発達障害に関してもそうなんですが、一旦分析にハマってしまうと、原因の分析にばかり目が行ってしまいがちです。活躍している人たちが皆何の問題もないのかというと、そういう方もいるかも知れませんが、多くの人は、不安を克服して一歩踏み出しているのだと思います。自分も既に一歩踏み出しているくらいにはなっていると思います。ネット依存が酷かった頃は人と殆ど話せませんでしたし、少し前まではチャレンジしない人間でした。本書で事例として挙げられている人たちも、最終的には回避を克服しています。

じゃあ、何でもかんでも克服しないといけないのかというと、そうは思いません。最近は、あまりガツガツと人と話さないようにしたり、受け身的に動くことを選択したりしています。そういう思考自体が回避なんですが、必要以上に神経をすり減らしていたら、精神が摩耗してしまうので、主体的に回避行動を選択して、あまり疲れないようにしています。そのあたりのバランスというのは、何でも回避するのが良い人もいれば、何でも向き合っていくのが良い人もいれば、バランスを取るのがちょうど良い人もいると思います。自分はどちらかというと回避する方が合っており、何でも段階的に少しずつやっていこうと思っています。

本書にもあるように攻撃は最大の防御というのもそうですが、逃げるのも一手です。今はうまく交わしながら、攻めの姿勢で頑張っています。結局どうすれば良いのかというと、いろいろやってみて自分なりのやり方を模索していくしかなく、皆そうだというと語弊があるかも知れませんが、多くの人は模索しながらやっていると思います。
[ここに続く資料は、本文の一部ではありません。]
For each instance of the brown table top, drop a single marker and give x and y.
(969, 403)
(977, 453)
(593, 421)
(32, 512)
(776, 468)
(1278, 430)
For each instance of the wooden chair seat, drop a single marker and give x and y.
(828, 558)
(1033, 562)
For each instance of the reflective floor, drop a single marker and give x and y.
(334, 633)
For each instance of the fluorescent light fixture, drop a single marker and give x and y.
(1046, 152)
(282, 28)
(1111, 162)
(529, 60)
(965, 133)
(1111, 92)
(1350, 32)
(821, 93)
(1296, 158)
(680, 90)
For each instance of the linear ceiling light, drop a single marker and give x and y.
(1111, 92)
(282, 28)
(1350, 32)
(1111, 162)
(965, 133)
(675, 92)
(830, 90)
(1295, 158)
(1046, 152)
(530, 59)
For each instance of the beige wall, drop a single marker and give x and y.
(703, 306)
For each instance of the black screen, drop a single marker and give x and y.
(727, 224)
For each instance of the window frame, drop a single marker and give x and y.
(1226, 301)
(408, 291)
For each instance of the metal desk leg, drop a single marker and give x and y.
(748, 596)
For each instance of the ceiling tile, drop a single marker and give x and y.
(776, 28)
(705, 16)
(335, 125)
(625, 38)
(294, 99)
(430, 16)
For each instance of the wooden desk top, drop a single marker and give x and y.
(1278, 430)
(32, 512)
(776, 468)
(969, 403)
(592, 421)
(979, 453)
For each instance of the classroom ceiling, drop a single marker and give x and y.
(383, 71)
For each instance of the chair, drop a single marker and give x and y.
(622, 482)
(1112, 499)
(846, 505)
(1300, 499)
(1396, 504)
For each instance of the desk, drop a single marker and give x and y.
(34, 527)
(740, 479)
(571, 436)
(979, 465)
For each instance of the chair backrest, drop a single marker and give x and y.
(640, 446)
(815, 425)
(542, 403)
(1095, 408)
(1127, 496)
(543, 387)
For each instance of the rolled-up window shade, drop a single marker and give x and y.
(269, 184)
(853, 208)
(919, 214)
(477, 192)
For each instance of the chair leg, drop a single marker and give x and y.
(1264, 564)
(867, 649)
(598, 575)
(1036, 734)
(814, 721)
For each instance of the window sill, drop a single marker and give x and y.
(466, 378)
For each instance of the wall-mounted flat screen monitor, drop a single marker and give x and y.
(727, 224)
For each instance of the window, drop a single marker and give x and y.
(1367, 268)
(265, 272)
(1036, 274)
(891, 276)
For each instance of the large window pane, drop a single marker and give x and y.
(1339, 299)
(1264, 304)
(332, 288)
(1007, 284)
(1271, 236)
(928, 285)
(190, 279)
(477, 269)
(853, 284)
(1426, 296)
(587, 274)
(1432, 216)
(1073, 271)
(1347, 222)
近年では発達障害やグレーゾーンと診断される方が多いと思うので、順番としてはそちらの方が先のほうが良いかなと思います。ただ、回避型の人は都市部や現代では増えているという記述もあり、思い当たる節がある人もいるかと思うので、自分をより深く知りたいという方は本書をご一読されてみてもよろしいかと思います。

以上、最後までお読みいただき、ありがとうございました。